For the next two hours, Lee, whose Virginia gentility and slow-burn temper register with precision through Dugan's well-judged accent and bearing, recounts the chain of events that brought him, the South, and the nation to this juncture. From Virginia's 1861 secession from the Union and Lee's resignation from the U.S. Army through the Emancipation Proclamation and several key battles, Dugan uses letters and journal entries to draw a sympathetic, evenhanded portrait of the man and his milieu.
The military accounts and by-default characterizations of Lee's colleagues intersect with significant anecdotes about Mary, his beloved wife, and their children. Act 1 concludes on the eve of the Battle of Chancellorsville, with Lee in fervent prayer. Act 2 picks up at Gettysburg, after which events follow their recorded course to the synoptic finale.

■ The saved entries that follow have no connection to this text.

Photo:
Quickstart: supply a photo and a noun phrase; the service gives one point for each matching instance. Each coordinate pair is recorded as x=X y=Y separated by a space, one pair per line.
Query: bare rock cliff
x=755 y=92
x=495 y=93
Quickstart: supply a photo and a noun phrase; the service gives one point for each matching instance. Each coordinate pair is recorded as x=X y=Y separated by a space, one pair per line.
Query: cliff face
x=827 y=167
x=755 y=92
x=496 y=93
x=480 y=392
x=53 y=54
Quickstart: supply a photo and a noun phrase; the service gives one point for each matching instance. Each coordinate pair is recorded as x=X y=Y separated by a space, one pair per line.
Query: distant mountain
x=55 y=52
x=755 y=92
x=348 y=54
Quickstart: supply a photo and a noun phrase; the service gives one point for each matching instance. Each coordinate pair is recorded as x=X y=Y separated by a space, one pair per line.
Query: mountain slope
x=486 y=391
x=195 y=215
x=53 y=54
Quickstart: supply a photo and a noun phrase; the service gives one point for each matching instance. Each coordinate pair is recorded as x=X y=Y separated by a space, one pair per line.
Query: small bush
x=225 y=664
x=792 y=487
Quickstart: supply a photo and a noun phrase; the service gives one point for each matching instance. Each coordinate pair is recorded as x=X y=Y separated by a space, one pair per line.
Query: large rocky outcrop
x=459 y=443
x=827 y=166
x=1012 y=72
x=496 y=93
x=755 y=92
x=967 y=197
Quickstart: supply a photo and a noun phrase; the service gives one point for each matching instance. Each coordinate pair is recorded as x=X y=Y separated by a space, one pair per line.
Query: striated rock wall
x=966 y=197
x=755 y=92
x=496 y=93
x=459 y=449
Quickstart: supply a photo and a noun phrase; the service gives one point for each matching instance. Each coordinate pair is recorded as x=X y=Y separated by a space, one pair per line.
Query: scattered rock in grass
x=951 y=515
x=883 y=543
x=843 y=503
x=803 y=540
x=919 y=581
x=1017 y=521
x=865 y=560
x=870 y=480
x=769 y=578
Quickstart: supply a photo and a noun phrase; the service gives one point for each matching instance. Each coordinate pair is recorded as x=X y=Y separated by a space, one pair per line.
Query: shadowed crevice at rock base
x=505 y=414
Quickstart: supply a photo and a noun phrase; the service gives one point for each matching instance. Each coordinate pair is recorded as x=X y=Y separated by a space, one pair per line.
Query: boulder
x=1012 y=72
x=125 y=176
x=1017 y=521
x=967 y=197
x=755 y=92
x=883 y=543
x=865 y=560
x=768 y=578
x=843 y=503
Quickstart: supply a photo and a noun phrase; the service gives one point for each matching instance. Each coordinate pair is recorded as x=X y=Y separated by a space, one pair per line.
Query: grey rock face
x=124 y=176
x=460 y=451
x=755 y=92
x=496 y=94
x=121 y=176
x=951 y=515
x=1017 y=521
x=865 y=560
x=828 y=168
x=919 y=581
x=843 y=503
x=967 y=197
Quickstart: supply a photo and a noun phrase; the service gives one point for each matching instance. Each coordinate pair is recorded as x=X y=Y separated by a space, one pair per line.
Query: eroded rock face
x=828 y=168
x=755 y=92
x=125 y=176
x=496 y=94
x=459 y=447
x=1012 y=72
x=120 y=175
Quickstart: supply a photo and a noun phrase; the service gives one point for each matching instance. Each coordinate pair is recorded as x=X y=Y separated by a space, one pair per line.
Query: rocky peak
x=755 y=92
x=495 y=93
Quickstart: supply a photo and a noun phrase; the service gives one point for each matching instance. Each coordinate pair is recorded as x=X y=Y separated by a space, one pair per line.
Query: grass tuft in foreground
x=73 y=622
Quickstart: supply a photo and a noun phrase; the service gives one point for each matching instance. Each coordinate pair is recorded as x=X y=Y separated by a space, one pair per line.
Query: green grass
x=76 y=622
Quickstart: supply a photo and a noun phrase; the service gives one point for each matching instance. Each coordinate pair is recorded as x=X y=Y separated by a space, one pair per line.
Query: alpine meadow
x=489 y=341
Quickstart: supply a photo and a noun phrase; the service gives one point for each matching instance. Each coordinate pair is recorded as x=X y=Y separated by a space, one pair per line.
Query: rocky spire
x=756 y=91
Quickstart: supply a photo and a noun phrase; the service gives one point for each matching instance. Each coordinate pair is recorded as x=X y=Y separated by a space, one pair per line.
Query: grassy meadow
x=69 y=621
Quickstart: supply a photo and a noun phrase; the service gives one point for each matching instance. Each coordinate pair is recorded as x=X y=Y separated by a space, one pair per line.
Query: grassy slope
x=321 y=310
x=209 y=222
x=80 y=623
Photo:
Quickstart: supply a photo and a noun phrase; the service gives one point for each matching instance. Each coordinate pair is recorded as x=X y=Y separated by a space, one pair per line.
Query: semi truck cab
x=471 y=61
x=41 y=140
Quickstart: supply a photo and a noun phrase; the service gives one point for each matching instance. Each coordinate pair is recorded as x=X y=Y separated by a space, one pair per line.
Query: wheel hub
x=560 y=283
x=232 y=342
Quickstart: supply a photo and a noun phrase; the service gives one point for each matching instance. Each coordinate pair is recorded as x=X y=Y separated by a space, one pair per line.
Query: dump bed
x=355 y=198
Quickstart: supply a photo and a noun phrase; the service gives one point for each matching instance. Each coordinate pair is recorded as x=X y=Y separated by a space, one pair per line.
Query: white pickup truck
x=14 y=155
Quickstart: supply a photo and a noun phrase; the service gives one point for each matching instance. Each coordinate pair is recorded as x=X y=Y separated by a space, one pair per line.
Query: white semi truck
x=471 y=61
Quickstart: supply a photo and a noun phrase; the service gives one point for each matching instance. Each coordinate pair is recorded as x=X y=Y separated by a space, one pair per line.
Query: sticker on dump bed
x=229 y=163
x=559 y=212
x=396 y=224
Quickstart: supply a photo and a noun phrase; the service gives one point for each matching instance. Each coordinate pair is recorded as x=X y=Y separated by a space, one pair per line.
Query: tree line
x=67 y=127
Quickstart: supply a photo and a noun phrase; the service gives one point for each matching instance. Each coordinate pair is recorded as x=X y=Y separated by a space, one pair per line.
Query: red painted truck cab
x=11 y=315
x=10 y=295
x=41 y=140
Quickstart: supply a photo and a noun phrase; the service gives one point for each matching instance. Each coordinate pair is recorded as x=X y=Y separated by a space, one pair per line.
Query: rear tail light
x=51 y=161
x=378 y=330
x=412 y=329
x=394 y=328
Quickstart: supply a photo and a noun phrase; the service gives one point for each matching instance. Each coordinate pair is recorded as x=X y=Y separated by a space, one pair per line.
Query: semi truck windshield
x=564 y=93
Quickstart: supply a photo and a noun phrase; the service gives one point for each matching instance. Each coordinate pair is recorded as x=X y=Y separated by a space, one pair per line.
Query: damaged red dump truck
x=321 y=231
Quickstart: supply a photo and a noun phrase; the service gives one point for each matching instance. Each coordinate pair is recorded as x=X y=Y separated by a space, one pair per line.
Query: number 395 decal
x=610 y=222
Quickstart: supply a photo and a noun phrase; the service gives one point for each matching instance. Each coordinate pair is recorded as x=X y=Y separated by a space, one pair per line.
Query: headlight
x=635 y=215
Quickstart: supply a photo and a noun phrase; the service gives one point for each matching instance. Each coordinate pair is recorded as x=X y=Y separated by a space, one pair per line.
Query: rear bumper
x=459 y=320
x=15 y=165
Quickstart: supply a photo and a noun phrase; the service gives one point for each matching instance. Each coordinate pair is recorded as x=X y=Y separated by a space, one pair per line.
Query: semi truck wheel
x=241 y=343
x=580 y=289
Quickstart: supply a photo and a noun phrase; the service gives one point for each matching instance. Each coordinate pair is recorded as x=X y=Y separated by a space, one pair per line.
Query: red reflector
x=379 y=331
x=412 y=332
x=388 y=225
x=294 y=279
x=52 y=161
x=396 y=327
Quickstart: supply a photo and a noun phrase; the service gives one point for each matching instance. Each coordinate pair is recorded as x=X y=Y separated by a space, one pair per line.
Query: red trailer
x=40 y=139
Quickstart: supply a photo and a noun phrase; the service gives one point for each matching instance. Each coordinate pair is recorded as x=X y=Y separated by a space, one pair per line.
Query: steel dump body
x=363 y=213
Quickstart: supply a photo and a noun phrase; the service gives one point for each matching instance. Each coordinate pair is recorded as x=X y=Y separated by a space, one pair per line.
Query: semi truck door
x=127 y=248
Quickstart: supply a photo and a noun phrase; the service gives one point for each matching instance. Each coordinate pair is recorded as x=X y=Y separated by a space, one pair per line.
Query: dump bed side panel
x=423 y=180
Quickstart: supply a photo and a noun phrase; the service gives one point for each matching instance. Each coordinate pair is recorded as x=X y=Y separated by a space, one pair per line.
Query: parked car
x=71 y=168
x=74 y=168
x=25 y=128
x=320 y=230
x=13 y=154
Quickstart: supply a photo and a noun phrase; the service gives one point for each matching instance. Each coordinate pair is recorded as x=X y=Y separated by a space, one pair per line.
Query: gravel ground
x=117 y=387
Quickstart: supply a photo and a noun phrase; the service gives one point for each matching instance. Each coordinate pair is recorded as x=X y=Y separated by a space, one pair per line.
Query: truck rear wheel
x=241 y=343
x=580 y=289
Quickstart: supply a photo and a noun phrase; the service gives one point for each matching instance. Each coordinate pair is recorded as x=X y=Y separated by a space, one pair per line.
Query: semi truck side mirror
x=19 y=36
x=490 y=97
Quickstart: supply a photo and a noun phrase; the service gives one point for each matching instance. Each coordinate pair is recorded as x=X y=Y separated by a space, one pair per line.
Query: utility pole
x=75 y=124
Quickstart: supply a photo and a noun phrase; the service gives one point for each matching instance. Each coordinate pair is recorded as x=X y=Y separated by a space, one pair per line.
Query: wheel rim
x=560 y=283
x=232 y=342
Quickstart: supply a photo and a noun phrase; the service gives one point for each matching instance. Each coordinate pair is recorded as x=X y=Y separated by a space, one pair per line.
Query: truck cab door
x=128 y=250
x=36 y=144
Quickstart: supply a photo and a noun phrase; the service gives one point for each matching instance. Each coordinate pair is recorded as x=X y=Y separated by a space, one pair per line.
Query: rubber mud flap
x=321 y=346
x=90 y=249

Director Mel Johnson Jr. keeps the combination of history lesson and technical showcase under tight control, shrewdly revamping designer Jeff G. Rack's "Long Weekend" set as a multipurpose arena of Lee's mind. He has resourceful allies in sound designer Richard Allen's combustible battle sounds and ticking-clock motifs, and in lighting designer Kate Barrett's bursts of color and somber pools, which admirably delineate the tonal shifts.
Perhaps too much so, for if there's a flaw, it's that the schematics of script and staging are overly calculated, each segment closing with a palpable beat, like a History Channel commercial break. While the poised formality is appropriate to the dutiful gentleman that Lee was, in conjunction with the determinedly middle-of-the-road perspective it lets air out of the show's momentum.
Nor does "Shades of Gray" have the same edge of intensity and immediate connection between performer and audience that "Nazi Hunter" did. Apples and oranges, obviously, yet the distance between our time and Lee's era, not to mention a well-known outcome, puts a figurative veil on our involvement. Even so, Dugan remains an imposing talent, and more than just Civil War buffs should appreciate "Gray," which seems a natural for the academic-regional circuit.